Los proyectiles alemanes acribillan el castillo. Y de nuevo sale en busca de ayuda uno de sus ocupantes. Ahora es el campeón de tenis y político fascista Jean Borotra, uno de los presos vips. Salta el muro y se adentra en el bosque en una acción de peligro absoluto. También logra engañar a los SS que se encuentra: se hace pasar por refugiado (va disfrazado con andrajos) y en una ocasión, cuando lo van a detener, disimula poniéndose a defecar tranquilamente.
Borotra consigue dar con el mayor John Kramers. No hay radio para comunicarse con el castillo, pero sí teléfono. «Nos están machacando con su artillería», cuenta Lee cuando contactan con el castillo de Itter.
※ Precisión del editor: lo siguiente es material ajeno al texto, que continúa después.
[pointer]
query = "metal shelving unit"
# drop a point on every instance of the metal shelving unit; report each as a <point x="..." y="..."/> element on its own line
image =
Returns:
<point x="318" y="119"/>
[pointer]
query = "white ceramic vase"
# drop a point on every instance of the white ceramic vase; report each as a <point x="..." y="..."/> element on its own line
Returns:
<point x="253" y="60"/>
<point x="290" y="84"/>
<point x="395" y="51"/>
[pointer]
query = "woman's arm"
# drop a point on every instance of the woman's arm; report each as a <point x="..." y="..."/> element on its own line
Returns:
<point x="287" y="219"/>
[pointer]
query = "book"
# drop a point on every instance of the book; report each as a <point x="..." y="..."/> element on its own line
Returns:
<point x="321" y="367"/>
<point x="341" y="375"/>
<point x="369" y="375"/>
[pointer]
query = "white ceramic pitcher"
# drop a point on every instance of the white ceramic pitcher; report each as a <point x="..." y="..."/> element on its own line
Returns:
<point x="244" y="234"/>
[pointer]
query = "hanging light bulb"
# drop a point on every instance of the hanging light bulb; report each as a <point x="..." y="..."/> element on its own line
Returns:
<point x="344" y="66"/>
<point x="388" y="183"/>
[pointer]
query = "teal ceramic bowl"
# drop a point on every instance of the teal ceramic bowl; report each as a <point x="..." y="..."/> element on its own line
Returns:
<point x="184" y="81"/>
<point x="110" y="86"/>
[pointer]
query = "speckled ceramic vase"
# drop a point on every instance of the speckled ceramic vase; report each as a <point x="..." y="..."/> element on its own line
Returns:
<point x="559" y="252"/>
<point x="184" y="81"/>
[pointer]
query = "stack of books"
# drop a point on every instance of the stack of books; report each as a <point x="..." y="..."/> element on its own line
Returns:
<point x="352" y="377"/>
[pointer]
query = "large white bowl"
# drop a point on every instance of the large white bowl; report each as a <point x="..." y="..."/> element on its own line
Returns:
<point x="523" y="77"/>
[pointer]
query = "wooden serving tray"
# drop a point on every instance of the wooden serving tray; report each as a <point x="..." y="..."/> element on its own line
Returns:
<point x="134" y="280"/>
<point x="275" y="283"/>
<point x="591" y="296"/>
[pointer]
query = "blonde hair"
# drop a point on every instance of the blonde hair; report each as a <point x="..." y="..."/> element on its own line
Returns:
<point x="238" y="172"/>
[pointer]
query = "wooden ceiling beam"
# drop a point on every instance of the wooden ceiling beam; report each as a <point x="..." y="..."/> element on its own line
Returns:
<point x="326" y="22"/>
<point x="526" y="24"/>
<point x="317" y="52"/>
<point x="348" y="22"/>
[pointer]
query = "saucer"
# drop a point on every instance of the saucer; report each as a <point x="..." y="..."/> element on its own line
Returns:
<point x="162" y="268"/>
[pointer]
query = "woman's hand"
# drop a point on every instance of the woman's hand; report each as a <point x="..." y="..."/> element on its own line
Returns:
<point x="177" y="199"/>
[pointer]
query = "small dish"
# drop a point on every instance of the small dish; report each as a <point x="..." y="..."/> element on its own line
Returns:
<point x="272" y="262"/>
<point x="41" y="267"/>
Y no les queda casi munición.
Comprobaron que las desavenencias entre los presos franceses (varios de ellos eran enconados contrincantes políticos) no se habían diluido: salieron por separado y despotricando unos de otros. Pudieron dar fe del arrojo de John Lee, que defendió el castillo con tenacidad y astucia, y de la valentía de Gangl y Schrader, quienes lucharon con entrega frente a quienes habían estado antes a su lado.
La suerte de los héroes de 'la última batalla' de la Segunda Guerra Mundial fue dispar. El capitán John Lee recibió la Cruz por Servicios Distinguidos por haber forzado la rendición de 200 efectivos alemanes. Y regresó a la vida civil. No le fue bien: cayó en el alcoholismo y murió de una intoxicación etílica a los 54 años.
El SS Kurt Siegfried Schrader pasó poco tiempo en un campo de prisioneros gracias a las cartas de apoyo de los eminentes prisioneros franceses. Lo liberaron en 1947, trabajó como albañil y falleció anciano.
Y Josef Gangl, el militar alemán que murió defendiendo a franceses y luchando codo a codo con los americanos a los 34 años, ha sido reconocido como héroe nacional en Austria por sus esfuerzos por proteger a la población civil. Una calle de Wörgl lleva su nombre.
El castillo de Itter ha cambiado de dueño varias veces. Ha sido un hotel. Ahora está abandonado.